Sus miedos no son la
muerte, porque él sabe que está sometido a trabajar debajo de un cerro que
tiene inestabilidad en cualquier momento puede caer una roca y quitarle la
vida, así como ha pasado con otros compañeros; es la amenaza del león dormido
de las multinacionales en el pueblo, ya que no sabe cómo van a atacar y la
población minera no cuenta con el apoyo del gobierno nacional ni municipal.
Mario se retiró de la Empresa
Mineros Nacionales en el 2010 porque quería volver a trabajar la minería
artesanal, como persona independiente y además
se enfrentó por la situación que había ignorado por años, las nuevas empresas multinacionales que
querían comprar las Minas y hacer desalojar a sus habitantes para comprarles los títulos mineros.
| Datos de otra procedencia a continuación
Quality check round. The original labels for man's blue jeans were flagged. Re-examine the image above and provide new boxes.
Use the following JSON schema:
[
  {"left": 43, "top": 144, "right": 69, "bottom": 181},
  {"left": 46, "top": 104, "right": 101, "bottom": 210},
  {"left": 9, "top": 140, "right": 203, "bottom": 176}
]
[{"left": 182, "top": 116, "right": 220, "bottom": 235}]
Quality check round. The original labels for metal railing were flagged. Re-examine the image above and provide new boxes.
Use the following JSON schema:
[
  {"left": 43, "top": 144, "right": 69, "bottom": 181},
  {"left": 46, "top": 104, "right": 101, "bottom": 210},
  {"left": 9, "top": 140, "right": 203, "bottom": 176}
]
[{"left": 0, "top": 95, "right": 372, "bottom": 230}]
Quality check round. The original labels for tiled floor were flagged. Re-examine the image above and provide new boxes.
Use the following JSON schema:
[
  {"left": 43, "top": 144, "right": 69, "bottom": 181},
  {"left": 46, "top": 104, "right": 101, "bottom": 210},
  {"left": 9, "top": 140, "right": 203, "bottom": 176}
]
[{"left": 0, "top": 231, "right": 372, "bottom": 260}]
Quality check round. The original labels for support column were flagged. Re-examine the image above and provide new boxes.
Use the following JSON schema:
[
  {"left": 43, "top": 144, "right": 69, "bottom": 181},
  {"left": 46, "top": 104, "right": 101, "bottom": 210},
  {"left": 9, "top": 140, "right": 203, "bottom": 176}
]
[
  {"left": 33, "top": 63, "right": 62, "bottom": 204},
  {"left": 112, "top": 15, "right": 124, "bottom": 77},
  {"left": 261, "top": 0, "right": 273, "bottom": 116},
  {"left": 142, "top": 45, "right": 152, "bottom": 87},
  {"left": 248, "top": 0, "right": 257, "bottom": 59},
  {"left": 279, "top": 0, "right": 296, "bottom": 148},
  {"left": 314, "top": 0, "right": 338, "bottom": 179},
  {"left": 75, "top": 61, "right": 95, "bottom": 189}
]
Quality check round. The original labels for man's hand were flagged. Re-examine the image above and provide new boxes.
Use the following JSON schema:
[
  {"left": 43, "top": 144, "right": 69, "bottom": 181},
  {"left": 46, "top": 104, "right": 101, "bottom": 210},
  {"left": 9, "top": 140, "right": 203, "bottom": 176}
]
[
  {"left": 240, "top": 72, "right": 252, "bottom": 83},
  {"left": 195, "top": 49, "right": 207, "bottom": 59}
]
Desde ese
entonces, él conformó una Asociación de Mineros Tradicionales, donde lo
nombraron como presidente, para darles un nuevo orden a los otros obreros que
trabajan la minería artesanal, porque en los socavones no estaban utilizando cascos de seguridad,
fumaban dentro de ellos, entre otros.
Ahora, Mario realiza su labor
de minero independiente, trabaja para sostener
a su familia y lo llaman de diferentes empresas y compañías para establecer
orden dentro de las minas. Él dice: -“Mi trabajo actual se llama “guachero”, es lo que
hacÍa la otra vez cuando yo era un niño, es coger un taladro hacer un hueco,
quemarlo con dinamita, sacar ese material llevarlo a un molino. Es lo que hago
porque en las minas cada cual saca su material para el sustento de su familia.
Sí no que también la gente me llama cuando tienen problemas de sostenimiento,
cuando la veta se les embolata, cuando de pronto tienen un trabajo que
es muy difícil de solucionar no son capaces ellos buscan una asesoría. Pero yo
lo hago sin ánimo de lucro, yo lo hago porque lo que me interesa es la salud y
el bienestar de mis compañeros, porque los considero mis hermanos porque en el
gremio de la minería somos hermanos y tenemos que cuidarnos el uno al otro. La producción es muy relativo
para uno, porque uno saca más o menos, las personas que trabajamos
independientes tenemos una relación de
uno o dos salarios mínimos semanales, es el promedio que saca el guachero con
la labor que realiza, es por eso que uno
no quiere irse a trabajar a otras partes, porque puede que en una semana pudo haber
bajado un 50% o un 40% de producción, pero
que en la semana puede subir un 100%, porque sabemos que la minería en Marmato
se encuentra en buchecitos, así lo llamamos. Entre uno o dos costalitos puede ganar lo que no se ha
sacado en un mes o dos meses, eso es como la suerte del minero. En cantidad de
oro es tres castellanos o dos semanales”.